An emulation-based method for inference of 10 parameters of the stochastic differential equation (SDE) system describing the behaviour of cells migrating as a response to chemotaxis is developed. The proposed emulator employs Gaussian process (GP) regression for each parameter separately (multivariate output GP regression is left for further research). Hyperparameters of each GP are estimated with maximum likelihood based on a training set of 1000 points generated from a Sobol sequence. Due to unspecified parameter ranges for the problem, the bounds for the space filling design are set to [0.5Θ, 2Θ], where Θ denotes the default parameter value from the Supplementary Notes by Luke Tweedy provided by the Organisers. The choice of the optimal (in the sense of minimising RMSE) kernel function for each regression is made based on the out-of-sample performance on the test set of 100 points generated from a Latin hypercube.

Efficient feature extraction is crucial for the performance of any regression model and is particularly challenging in this case due to the high-dimensional output of the SDE simulator. The lack of alignment between the output points on the membrane over time and time-varying dimensions of the data pose additional difficulties.

To detect potentially relevant features an extensive exploration was performed, separately for Model 3 (including signals unobserved in laboratory experiments) and the Additional Challenge (based on observed measurements only). The resulting insights suggest the importance of allowing for scale, translation and rotation invariance of potential measures. Hence, PCA based on Fourier transforms of the signals and cell contours is implemented leading to the extraction of several resulting features. In addition, the time series of ratios of cell area to its perimeter is investigated and the label of a model best fitting to this series taken as an explanatory variable. In total 56 and 31 variables are considered for Model 3 and the Additional Challenge, respectively.

Applying approximate Bayesian computation algorithms to cell migration:

A sequential Monte Carlo approximate Bayesian computation (SMC ABC) algorithm was applied to perform inference in a stochastic differential equations (SDE) model with 10 unknown parameters which describes the behaviour of a cell migrating in response to chemotaxis.

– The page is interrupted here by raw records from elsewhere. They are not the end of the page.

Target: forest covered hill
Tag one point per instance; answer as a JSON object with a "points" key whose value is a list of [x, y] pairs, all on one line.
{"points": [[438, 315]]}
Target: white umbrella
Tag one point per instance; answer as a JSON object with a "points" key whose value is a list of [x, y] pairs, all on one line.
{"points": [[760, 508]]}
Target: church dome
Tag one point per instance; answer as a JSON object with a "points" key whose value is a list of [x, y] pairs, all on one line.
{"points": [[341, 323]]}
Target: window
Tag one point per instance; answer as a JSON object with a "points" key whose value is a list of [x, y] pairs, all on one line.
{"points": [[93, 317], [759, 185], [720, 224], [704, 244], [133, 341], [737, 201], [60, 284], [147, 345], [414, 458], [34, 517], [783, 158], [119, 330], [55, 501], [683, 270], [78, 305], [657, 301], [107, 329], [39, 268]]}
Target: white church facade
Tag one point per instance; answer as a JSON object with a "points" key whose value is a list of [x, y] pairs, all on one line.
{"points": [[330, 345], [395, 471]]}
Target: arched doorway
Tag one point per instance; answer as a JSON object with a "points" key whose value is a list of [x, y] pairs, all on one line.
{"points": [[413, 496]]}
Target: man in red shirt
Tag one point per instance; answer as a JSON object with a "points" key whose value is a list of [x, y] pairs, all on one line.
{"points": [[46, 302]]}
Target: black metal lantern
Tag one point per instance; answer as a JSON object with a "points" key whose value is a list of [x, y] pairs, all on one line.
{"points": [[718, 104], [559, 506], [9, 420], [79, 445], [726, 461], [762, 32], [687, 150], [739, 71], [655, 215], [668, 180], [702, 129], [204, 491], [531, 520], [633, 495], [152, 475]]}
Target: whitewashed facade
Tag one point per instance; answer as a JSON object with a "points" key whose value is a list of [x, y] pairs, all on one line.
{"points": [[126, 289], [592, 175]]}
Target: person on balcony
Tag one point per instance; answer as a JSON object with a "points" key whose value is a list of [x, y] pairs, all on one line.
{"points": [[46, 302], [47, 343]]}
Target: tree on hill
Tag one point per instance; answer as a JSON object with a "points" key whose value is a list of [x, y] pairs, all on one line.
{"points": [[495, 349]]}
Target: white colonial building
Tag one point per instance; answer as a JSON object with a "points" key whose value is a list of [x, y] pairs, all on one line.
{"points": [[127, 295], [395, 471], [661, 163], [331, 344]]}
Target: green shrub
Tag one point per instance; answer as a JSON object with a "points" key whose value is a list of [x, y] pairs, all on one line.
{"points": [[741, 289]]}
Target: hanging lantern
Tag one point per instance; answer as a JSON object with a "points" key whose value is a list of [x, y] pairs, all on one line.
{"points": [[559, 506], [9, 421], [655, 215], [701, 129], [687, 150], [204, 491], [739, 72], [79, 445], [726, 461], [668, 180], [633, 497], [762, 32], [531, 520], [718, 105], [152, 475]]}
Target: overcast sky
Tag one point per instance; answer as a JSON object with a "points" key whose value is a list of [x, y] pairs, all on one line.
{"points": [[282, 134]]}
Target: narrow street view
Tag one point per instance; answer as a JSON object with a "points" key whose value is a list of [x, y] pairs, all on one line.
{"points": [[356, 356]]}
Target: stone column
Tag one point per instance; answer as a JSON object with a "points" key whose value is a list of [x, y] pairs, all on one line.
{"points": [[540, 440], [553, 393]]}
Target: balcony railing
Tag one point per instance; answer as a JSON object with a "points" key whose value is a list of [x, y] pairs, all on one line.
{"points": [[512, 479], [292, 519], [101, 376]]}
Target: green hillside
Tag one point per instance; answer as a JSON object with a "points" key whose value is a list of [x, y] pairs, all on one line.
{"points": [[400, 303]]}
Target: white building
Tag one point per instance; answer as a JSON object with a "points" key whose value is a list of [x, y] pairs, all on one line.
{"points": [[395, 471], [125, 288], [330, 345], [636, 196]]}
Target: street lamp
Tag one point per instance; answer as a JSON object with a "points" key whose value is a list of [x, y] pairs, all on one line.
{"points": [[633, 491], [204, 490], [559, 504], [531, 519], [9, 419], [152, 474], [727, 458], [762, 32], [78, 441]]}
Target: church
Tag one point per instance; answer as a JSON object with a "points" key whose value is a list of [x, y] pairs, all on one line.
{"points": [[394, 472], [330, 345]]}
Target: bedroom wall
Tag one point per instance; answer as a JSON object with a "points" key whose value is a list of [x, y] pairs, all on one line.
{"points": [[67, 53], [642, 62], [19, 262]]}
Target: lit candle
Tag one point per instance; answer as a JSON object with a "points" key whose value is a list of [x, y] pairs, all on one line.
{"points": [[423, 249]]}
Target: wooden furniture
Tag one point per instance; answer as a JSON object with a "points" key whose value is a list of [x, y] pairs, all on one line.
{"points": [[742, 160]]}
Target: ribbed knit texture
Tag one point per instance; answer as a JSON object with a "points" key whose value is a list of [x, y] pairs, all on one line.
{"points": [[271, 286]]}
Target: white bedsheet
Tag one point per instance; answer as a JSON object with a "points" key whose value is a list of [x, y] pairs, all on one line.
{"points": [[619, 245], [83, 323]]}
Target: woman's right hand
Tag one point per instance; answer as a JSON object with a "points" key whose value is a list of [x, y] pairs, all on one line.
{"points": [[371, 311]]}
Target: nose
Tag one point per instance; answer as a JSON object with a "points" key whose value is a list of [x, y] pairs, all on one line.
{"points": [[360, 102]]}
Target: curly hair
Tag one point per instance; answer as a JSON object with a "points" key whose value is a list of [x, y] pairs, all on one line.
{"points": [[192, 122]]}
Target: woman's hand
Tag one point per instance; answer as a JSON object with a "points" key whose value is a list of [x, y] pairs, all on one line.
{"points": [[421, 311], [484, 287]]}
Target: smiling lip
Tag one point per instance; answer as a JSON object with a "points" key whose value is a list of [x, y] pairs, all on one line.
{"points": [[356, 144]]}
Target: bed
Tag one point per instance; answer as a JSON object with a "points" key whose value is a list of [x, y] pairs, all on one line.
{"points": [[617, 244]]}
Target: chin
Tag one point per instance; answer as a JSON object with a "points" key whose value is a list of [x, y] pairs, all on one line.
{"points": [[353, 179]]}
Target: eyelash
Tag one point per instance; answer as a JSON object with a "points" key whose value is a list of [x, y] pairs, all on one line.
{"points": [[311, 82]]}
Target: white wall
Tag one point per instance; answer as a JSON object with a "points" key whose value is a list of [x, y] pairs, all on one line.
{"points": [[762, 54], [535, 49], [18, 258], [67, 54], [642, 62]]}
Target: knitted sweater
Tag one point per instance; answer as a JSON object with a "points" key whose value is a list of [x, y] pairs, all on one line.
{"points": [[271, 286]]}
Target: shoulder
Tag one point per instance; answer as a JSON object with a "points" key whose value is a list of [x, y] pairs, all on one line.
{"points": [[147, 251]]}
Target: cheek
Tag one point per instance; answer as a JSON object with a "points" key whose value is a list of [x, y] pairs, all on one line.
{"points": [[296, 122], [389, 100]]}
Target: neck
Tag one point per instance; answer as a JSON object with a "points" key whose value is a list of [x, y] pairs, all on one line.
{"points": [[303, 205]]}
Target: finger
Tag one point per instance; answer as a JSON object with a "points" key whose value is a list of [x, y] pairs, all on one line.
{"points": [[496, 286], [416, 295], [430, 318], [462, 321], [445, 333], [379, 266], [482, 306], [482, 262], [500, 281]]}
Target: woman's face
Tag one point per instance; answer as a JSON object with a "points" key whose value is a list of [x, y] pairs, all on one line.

Following the idea of a semi-automatic ABC developed by Fearnhead & Prangle (2012), the summary statistics for the algorithm is first based on the prediction from a linear model, and the Euclidean distance is employed to link these summary statistics with those calculated on the observed data set. Second, the approach of Fearnhead & Prangle (2012) is extended to allows for a more flexible regression model being a Gaussian process (GP) regression applied to each parameter separately.

The regressors in these models consist of various features extracted from the high dimensional output of the SDE simulator. The lack of alignment between the output points on the membrane over time and time-varying dimensions of the data pose additional difficulties.

Due to the stochastic nature of the model, the features extracted have to be scale, translation and rotation invariant. Hence, PCA based on Fourier transforms of the signals and cell contours is implemented leading to the extraction of several resulting features. In addition, the time series of ratios of cell area to its perimeter is investigated and the label of a model best fitting to this series taken as an explanatory variable. Other features extracted include the ratio between the minimum and maximum "radius" of the cell (with a radius being the distance from the cell's midpoint to a point on a membrane), total distance traveled by the cell's midpoint, and the distance to furthest destination reached by the cell's midpoint.

Since the observed data for the Additional Challenge consists of a cell's membrane coordinates over time, while for Model 3 this contains further signals normally unobserved in laboratory experiments, 31 and 56 features were considered for each of the models, respectively.

Both the linear model and GP regression model were trained on a set of 1000 points generated from a Sobol sequence. Due to unspecified parameter ranges for the problem, the bounds for the space filling design are set to [0.5Θ, 2Θ], where Θ denotes the default parameter value from the Supplementary Notes by Luke Tweedy provided by the Organisers.